Britain’s Brexit secretary David Davis has come under fire for heavily editing government analyses about how the UK leaving the European Union could impact 58 industries. The documents were meant to be delivered to parliament’s Brexit committee to help them prepare policies ahead of Britain leaving the bloc.
Instead, yesterday Davis reportedly delivered an 850-page document with redactions (paywall). The release was forced by Keir Starmer, the Labour Party’s shadow Brexit secretary (pictured above), who invoked an ancient and rarely used parliamentary procedure called the “humble address” earlier this month. The procedure petitions the monarch, and by extension the government, to force the disclosure of certain documents (many examples of it date from the 19th century). His motion was passed by lawmakers from a range of parties, including some pro-Brexit MPs from Davis’s Conservatives.
Previously, Davis blocked the release of the full reports about how British businesses might fare after Brexit because he “received no assurances from the committee regarding how any information passed will be used.” Policymakers need “a safe space to allow for design and deliberation to be done in private,” the Brexit department said.

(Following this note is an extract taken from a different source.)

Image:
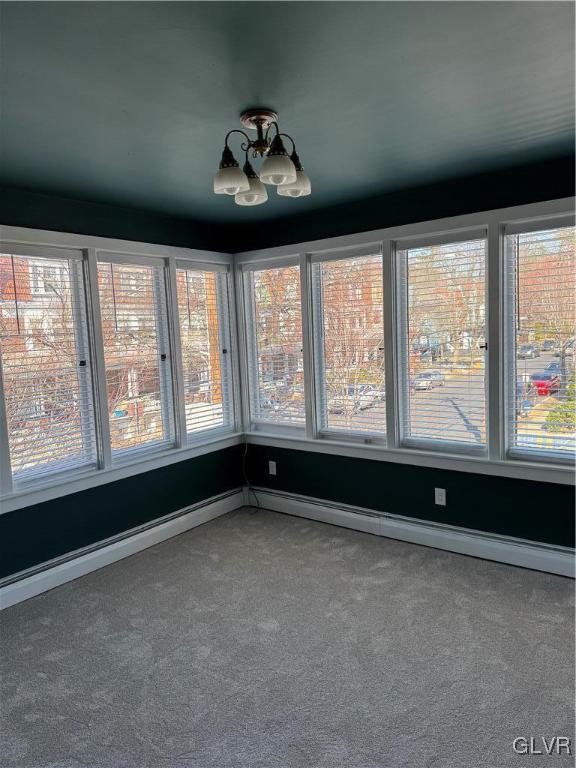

Now, the department claimed in a statement that “our analysis does not exist in the form Parliament requested,” adding that “we have taken time to bring together the analysis we do have in a way that meets parliament’s specific ask.”
Starmer has suggested that Davis could be held in contempt of parliament—an offense that accuses someone of obstructing the legislature from carrying out of its functions, or of hindering a lawmaker in the performance of their duties. The edited release is “not good enough,” he said today, promising to “press the issue.” Parliament’s Brexit committee meets today to examine the documents and discuss the next steps.